Frequently Asked Annotation Questions

On this page, we record frequently asked questions that come up when characterising papers with our taxonomy. If you have a question that is not on this page, please reach out to us (you can email us at genbench@googlegroups.com).

Questions about the motivation

Should I submit a paper two times if I think it has two motivations?

No. It is not always to find the main motivation of a study, but we nevertheless register only one motivation per experiment. An exception to this might be if a paper contains multiple experiments, with different motivations (we have not encountered that ourselves; it is probably rare).

Questions about the generalisation type

What if a paper is unclear about its generalisation type?

Unfortunately, papers are not always clear about what exactly they are aiming to evaluate. If you are unsure if the paper fits into the six categories we have defined, please reach out! You can email us at genbench@googlegroups.com.

Questions about the shift type

Does using masked language modeling as the pretraining objective imply that there is a covariate shift from pretraining to finetuning, given that all pretraining inputs contain special masked tokens and finetuning inputs do not?

Strictly speaking, this indeed constitutes a covariate shift, but we do not mark it as such in our taxonomy. In our taxonomy, we aim to make distinctions that are useful for categorise different types of generalisation studies. Marking every study that uses a masked language modelling objective as a covariate shift would not allow us to distinguish cases in which the training data of the model is distributionally different from the finetuning data from the cases in which it is not. Therefore, in this case, we consider that pretraining phase consisted of learning to represent the input sentences, and we focus on whether those sentences were different in finetuning, rather than on whether the objective was different.

Isn’t there always a covariate shift between pretraining and finetuning? The opposite would imply that random samples from the pretraining corpus would be indistinguishable from those from the downstream task. Even if there is data leakage this will never be the case in practice, as the leaked data will be mixed with other content in the pretraining corpus and their distribution will therefore not be strictly the same.

There probably is. In our taxonomy, we aim to make distinctions that are useful to categorise different types of generalisation studies. Considering every pretrain-finetune a covariate shift would go against that philosohpy, and would prevent us from distinguishing more interesting cases, where there are deliberate differences between the pretraining and finetuning data.

If no new parameters are added for finetuning, does that imply that there is no label shift? How should we annotate T5 and similar approaches?

When task-specific parameters are added during finetuning, they are virtually always learning new labels, which is why we mark this as a label shift in our taxonomy. If there are no new parameters, there might still be a label shift, but establishing this requires some more explicit checking (to ensure, e.g. that questions in task form did not occur in the pretraining corpus).

Questions about the data source

If an author preprocesses their corpus, can I still mark it a natural occurring corpus?

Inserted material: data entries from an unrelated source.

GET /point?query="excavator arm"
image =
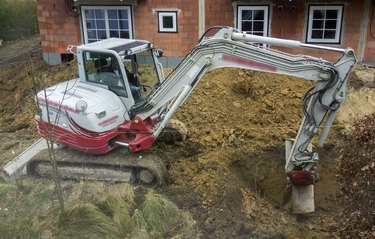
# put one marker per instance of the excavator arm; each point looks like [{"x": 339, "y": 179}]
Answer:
[{"x": 230, "y": 48}]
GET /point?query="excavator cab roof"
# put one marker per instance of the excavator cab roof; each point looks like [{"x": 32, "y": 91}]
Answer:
[{"x": 120, "y": 45}]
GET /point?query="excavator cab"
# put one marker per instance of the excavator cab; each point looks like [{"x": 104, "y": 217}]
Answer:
[{"x": 128, "y": 68}]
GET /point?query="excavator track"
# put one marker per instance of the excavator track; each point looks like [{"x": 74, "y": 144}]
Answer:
[{"x": 116, "y": 166}]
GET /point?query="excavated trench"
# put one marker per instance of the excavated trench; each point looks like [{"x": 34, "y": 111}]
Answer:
[{"x": 229, "y": 173}]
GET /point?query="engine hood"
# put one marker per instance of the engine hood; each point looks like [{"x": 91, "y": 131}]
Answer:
[{"x": 86, "y": 107}]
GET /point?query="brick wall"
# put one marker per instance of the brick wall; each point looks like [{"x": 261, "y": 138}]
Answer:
[
  {"x": 57, "y": 28},
  {"x": 173, "y": 44}
]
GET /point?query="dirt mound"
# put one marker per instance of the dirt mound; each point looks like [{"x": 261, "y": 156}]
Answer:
[
  {"x": 229, "y": 173},
  {"x": 356, "y": 177}
]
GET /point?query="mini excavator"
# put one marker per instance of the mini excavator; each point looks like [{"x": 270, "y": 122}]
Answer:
[{"x": 121, "y": 99}]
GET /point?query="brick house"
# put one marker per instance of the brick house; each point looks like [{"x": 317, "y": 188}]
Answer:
[{"x": 175, "y": 25}]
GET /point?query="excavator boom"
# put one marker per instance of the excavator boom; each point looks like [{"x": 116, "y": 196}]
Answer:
[{"x": 120, "y": 101}]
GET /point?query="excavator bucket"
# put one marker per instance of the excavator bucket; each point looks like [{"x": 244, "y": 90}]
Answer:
[{"x": 302, "y": 194}]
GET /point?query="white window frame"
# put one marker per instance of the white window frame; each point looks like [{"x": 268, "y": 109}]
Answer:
[
  {"x": 338, "y": 29},
  {"x": 162, "y": 14},
  {"x": 265, "y": 8},
  {"x": 105, "y": 8}
]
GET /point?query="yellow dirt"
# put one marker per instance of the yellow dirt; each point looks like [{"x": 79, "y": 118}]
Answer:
[{"x": 230, "y": 171}]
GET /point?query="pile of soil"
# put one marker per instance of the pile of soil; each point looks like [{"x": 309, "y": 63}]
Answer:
[
  {"x": 356, "y": 177},
  {"x": 229, "y": 173}
]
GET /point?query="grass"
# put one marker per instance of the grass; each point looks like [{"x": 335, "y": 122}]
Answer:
[{"x": 93, "y": 210}]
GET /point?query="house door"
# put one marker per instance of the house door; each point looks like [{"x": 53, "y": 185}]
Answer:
[{"x": 106, "y": 22}]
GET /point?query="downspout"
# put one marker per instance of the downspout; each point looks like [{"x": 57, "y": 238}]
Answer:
[
  {"x": 201, "y": 6},
  {"x": 363, "y": 33}
]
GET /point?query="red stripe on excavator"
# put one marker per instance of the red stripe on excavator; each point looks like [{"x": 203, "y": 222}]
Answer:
[
  {"x": 58, "y": 105},
  {"x": 249, "y": 63}
]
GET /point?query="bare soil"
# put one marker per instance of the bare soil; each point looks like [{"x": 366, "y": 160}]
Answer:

Yes. Very often, author apply some preprocessing steps on their training or testing corpora, for instance to remove samples that are incorrect or noisy, or to create a corpus that is computationally feasible for them to process. Unless the preprocessing is related to the generalisation experiment (e.g., the authors remove all sentences with a negation), we still consider these naturally occurring corpora.

Questions about the shift locus

When a pretrained language model is evaluated on language modeling itself, is the locus pretrain-test or train-test?

When the evaluation task is the same as the pretraining task, we say that the locus is train-test.